At an industrial scale, sulfuric acid is one of the most produced chemicals in the world, used in fertilizer manufacturing, metal processing, and petroleum refining. Sodium hydroxide is the industrial workhorse on the base side. About 56% of all sodium hydroxide produced goes to industry, with a quarter of that used in papermaking alone. It’s also essential for producing soaps and detergents, refining aluminum from ore, manufacturing textiles like rayon, treating drinking water, and even making biodiesel. As a drain cleaner, it works by converting the fats and grease clogging your pipes into soap, which then dissolves in water.

How to Identify Acids and Bases

Beyond taste and feel (which you should never use to test unknown chemicals), there are simple tools for identifying whether a substance is acidic or basic. Litmus paper is the most familiar: it turns red in acid and blue in base. Phenolphthalein, a liquid indicator, stays colorless in acidic and neutral solutions but turns pink once the pH rises above about 8.2. Bromothymol blue shifts from yellow in acidic solutions to blue in basic ones, with the transition happening around pH 6 to 7.6.

pH meters and pH test strips give more precise readings and are common in labs, aquariums, pools, and gardening.

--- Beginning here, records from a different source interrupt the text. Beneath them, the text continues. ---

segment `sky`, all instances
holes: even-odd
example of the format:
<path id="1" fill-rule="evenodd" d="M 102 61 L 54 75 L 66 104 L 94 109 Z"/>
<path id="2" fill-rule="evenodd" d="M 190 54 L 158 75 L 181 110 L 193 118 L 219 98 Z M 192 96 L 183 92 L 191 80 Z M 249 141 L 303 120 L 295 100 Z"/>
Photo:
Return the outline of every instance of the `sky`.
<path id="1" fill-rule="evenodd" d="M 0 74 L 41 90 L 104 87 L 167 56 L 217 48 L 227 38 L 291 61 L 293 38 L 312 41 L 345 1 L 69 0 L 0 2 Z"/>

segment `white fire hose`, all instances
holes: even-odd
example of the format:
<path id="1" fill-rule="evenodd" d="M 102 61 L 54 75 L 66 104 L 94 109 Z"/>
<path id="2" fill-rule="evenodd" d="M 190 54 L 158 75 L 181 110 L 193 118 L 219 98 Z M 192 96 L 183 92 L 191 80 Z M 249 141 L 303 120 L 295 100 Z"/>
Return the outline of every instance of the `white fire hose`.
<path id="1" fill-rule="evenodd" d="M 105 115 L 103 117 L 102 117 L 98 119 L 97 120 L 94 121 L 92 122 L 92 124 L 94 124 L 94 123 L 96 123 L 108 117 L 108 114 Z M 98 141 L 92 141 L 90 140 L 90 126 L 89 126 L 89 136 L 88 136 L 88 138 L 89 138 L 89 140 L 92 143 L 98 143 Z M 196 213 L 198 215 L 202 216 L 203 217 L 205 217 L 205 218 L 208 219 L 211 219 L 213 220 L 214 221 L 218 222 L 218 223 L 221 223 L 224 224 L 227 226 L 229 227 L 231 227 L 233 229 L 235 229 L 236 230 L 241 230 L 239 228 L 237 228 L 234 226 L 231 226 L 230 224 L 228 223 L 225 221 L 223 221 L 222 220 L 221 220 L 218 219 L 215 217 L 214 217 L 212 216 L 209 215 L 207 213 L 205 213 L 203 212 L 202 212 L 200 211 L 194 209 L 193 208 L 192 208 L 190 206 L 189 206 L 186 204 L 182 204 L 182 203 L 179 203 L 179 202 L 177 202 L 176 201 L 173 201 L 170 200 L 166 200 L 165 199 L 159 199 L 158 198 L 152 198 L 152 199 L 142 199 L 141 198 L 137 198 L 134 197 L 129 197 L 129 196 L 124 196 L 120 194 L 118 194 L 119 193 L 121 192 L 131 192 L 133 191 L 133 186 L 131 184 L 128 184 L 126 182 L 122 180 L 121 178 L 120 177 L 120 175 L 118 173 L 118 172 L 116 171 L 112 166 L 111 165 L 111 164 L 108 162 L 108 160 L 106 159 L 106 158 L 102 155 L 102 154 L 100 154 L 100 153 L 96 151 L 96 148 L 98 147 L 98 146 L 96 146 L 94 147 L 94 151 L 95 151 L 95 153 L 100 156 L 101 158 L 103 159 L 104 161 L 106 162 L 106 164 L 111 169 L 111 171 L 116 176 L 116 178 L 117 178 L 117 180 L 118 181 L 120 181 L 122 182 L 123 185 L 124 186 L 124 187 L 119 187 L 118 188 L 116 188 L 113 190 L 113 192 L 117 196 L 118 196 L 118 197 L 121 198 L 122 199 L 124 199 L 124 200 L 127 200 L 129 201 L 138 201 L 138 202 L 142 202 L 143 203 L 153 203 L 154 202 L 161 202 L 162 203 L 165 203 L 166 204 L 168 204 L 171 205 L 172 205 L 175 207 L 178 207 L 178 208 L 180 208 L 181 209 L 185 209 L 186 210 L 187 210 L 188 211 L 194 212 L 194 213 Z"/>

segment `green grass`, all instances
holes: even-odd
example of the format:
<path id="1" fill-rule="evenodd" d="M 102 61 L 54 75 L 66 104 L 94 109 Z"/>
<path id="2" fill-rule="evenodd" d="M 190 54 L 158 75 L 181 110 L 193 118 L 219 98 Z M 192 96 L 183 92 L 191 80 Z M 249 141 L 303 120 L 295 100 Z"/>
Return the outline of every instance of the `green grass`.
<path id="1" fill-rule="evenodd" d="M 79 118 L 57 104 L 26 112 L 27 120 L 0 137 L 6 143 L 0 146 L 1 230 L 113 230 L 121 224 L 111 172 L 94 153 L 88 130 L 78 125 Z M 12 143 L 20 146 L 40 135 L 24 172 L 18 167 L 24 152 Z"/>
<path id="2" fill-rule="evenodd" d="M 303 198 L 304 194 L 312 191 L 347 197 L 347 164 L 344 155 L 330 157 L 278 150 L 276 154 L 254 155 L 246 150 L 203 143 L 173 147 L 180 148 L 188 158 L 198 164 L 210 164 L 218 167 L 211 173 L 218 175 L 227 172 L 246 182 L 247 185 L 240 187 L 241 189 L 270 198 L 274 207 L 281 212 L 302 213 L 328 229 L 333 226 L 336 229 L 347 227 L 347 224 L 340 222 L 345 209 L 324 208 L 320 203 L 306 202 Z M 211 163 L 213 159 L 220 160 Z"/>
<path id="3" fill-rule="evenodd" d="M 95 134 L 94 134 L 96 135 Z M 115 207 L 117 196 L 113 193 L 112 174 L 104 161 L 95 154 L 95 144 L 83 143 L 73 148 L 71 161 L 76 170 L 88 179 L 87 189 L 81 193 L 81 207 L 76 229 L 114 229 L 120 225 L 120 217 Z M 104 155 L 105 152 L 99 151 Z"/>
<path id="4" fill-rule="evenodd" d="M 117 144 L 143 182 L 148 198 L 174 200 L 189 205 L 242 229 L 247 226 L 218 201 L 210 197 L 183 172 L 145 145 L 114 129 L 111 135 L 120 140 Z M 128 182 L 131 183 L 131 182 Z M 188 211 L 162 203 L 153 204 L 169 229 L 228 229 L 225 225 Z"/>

These tools measure the actual hydrogen ion concentration rather than just signaling “acid” or “base.”

Safety Around Strong Acids and Bases

Concentrated strong acids and strong bases are both corrosive, meaning they can cause chemical burns on contact with skin, eyes, or internal tissues. Burns from bases can be particularly deceptive because the damage sometimes develops hours after exposure, similar to a delayed sunburn. Severe chemical burns may penetrate all layers of the skin.

If you spill a corrosive acid or base on your skin, rinse the area with water for at least 20 minutes, using a shower if one is available. Remove contaminated clothing and jewelry during rinsing. If pain continues after the initial rinse, keep flushing for several more minutes. For dry chemical spills, brush off the material before rinsing. Large exposures can cause shock, with symptoms like cool and clammy skin, a weak pulse, and shallow breathing.